Re: [PATCH] .github/workflows: add coverity action

From: Johannes Schindelin <Johannes.Schindelin@gmx.de>
To: Taylor Blau <me@ttaylorr.com>
Cc: git@vger.kernel.org, Junio C Hamano <gitster@pobox.com>,
	Jeff King <peff@peff.net>
Subject: Re: [PATCH] .github/workflows: add coverity action
Date: Tue, 29 Aug 2023 10:18:24 +0200 (CEST)	[thread overview]
Message-ID: <6534ba5d-f4a6-71e6-5b0f-9cba2be8426e@gmx.de> (raw)
In-Reply-To: <4590e1381feb8962cadf2b40b22086531d662ef8.1692675172.git.me@ttaylorr.com>

Hi Taylor,

On Mon, 21 Aug 2023, Taylor Blau wrote:

> diff --git a/.github/workflows/coverity.yml b/.github/workflows/coverity.yml
> new file mode 100644
> index 0000000000..26b9145d9e
> --- /dev/null
> +++ b/.github/workflows/coverity.yml
> @@ -0,0 +1,35 @@
> +name: Coverity
> +
> +on:
> +  push:
> +    branches:
> +      - master
> +    tags:
> +      - '*'

I would consider it too late to do a Coverity analysis when the version
is already tagged. Therefore, I would like to see this `tags: *' part go.

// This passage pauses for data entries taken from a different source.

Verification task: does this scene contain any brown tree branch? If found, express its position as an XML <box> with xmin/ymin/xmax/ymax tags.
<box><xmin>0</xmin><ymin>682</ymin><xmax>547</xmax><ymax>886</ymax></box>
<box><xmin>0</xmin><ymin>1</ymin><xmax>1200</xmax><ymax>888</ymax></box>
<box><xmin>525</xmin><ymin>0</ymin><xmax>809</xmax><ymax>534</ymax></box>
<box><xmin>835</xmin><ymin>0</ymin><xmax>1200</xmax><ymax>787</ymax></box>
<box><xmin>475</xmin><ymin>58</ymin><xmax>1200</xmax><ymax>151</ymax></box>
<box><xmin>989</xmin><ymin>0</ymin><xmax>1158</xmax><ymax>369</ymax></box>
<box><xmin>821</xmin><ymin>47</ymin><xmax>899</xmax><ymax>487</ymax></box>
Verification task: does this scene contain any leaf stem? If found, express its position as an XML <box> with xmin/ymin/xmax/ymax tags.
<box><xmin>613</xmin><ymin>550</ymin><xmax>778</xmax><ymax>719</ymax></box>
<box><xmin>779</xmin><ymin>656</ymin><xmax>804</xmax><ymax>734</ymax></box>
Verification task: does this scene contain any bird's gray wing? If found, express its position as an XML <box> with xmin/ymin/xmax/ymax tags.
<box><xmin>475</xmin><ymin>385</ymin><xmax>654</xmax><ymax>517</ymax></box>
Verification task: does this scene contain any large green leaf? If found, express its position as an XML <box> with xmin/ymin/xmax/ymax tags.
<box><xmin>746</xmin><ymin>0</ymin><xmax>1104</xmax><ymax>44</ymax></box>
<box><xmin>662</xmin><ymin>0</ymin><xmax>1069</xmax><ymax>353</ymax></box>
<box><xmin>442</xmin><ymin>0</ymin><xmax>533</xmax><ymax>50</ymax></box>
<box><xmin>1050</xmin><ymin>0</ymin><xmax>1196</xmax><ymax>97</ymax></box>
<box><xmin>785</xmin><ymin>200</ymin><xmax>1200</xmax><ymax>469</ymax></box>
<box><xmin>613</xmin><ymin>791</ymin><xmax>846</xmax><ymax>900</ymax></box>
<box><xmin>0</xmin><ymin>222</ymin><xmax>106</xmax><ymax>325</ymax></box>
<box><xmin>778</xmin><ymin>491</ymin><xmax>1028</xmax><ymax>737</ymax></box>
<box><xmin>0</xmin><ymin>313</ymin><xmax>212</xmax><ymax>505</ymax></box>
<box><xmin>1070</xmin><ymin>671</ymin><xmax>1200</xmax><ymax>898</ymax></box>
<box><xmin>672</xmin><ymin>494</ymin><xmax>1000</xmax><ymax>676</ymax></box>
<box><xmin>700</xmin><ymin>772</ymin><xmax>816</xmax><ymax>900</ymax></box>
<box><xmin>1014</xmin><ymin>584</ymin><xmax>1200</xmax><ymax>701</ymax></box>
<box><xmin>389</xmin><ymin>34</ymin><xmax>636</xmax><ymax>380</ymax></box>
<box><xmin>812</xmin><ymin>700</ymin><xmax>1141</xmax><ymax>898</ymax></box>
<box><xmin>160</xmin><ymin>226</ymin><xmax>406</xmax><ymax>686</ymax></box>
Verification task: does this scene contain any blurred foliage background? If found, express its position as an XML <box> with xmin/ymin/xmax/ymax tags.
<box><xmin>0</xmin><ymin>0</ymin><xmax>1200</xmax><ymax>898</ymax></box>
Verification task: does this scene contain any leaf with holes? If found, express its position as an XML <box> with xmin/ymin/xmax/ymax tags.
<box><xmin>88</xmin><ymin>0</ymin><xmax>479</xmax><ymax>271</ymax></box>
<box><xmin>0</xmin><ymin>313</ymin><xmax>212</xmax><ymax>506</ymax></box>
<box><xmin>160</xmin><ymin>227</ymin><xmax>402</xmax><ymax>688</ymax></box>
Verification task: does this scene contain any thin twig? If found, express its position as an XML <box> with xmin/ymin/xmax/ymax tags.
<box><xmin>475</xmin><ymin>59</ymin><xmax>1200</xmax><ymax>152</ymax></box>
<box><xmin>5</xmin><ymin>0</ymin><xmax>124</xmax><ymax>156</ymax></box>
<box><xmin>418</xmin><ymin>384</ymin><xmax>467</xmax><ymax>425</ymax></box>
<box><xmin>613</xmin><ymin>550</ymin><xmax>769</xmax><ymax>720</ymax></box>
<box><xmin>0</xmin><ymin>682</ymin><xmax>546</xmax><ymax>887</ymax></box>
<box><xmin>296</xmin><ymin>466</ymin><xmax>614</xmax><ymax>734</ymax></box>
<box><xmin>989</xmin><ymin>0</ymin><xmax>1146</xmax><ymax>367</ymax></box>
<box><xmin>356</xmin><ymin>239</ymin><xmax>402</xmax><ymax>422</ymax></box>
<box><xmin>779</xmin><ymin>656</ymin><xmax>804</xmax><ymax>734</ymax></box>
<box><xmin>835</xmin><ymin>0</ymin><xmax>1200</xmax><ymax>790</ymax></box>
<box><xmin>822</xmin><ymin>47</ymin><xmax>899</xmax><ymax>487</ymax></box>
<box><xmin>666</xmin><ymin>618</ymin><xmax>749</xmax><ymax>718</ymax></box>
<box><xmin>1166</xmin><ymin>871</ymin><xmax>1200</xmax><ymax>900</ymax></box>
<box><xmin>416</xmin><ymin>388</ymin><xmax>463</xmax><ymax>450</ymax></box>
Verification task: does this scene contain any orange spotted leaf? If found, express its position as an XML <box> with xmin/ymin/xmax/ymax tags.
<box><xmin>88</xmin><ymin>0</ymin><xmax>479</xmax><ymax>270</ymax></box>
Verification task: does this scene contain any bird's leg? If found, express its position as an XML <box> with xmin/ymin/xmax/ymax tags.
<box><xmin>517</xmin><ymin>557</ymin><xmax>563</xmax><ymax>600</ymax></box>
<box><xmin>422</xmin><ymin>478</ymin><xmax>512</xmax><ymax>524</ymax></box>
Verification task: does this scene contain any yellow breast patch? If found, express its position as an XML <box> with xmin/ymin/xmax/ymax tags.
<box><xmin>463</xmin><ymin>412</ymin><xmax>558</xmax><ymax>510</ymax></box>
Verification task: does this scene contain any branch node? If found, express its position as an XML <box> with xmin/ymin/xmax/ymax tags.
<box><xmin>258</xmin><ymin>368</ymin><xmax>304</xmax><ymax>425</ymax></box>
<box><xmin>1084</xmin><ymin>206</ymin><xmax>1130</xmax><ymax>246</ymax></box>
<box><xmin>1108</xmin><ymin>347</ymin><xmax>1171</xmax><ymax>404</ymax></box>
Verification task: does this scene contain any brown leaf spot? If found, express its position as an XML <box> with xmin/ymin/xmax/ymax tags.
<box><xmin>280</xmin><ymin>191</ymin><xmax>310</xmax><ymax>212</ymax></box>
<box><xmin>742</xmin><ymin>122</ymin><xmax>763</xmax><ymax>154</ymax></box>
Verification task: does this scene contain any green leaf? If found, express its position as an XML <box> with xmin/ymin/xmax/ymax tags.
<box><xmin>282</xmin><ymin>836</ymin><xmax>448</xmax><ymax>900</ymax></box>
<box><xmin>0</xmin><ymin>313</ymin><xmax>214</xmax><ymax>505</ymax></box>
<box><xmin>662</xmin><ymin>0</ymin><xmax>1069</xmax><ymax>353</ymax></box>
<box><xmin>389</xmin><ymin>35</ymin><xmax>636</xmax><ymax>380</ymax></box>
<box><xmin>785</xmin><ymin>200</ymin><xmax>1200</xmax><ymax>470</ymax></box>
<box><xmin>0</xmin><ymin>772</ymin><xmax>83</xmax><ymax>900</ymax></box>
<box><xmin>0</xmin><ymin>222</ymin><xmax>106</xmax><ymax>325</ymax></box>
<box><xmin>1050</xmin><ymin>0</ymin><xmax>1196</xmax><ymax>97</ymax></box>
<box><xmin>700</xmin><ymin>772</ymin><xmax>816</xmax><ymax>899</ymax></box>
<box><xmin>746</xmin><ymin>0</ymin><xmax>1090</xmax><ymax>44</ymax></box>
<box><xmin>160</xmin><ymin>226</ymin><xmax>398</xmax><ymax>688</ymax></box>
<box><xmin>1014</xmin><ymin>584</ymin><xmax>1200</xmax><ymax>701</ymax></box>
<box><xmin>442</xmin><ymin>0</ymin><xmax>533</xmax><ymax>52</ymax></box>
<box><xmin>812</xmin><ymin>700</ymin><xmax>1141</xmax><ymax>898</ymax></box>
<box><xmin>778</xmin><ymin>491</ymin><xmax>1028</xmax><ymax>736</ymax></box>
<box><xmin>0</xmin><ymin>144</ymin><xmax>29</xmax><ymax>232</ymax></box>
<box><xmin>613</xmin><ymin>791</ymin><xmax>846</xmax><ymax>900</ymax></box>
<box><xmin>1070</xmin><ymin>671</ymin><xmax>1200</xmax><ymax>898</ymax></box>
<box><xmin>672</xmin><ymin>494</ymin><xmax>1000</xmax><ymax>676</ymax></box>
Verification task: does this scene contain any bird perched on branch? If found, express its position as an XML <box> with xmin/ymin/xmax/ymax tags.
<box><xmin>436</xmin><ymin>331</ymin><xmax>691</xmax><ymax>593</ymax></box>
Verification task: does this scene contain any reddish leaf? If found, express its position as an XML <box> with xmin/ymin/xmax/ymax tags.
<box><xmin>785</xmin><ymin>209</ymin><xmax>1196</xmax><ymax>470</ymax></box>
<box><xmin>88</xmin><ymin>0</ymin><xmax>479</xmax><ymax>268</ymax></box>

And I agree with Peff that we should activate this build for `next`, too.
And for good measure for `maint` (and maybe `maint-*`, although those
branches are typically not pushed to `git/git`).

> +
> +jobs:
> +  coverity:
> +    runs-on: ubuntu-latest
> +    env:
> +      HAVE_COVERITY_TOKEN: ${{ secrets.COVERITY_SCAN_EMAIL != '' && secrets.COVERITY_SCAN_TOKEN != '' }}
> +    steps:
> +      - id: check-coverity
> +        name: check whether Coverity token is configured
> +        run: |
> +          echo "enabled=$HAVE_COVERITY_TOKEN" >>$GITHUB_OUTPUT

The canonical output for a step that has no other outputs is called
`result`. That output name is handled by linters such as
https://rhysd.github.io/actionlint/, too, in contrast to outputs with
different names that may be set in a free-form `run:` step that is
impossible to parse by `actionlint`.

But I see a bigger problem: Contrary to what the commit message claims,
the design makes this workflow far from a no-op: There will always be the
need for a VM to be spun up, to receive the orchestration script, to
download the necessary Actions (in this instance,
`vapier/coverity-scan-action`), only to check environment variables, see
that actually nothing needs to be done, update the job's and the run's
status (claiming "success" even if nothing was sent to Coverity) and then
shut down.

We discussed this in the past, as it is a great waste of resources (even
if other people pay for it, it still costs money [*1*] and electricity),
and for some of us even more relevant: it is a great waste of time because
when you are already waiting for 20 queued jobs to be picked up, having to
wait for the next build agent to become available only to spend, I don't
know, half a minute (wall clock time)? on getting this workflow run
queued, the next build agent to become available, the job to be set up,
the first step to be run, the others to be skipped, and then to wrap it
all up by updating the run as completed. I would not fault anyone for
being frustrated with this.

Therefore, I would strongly suggest looking for alternative ways to skip
this workflow run, before applying this patch.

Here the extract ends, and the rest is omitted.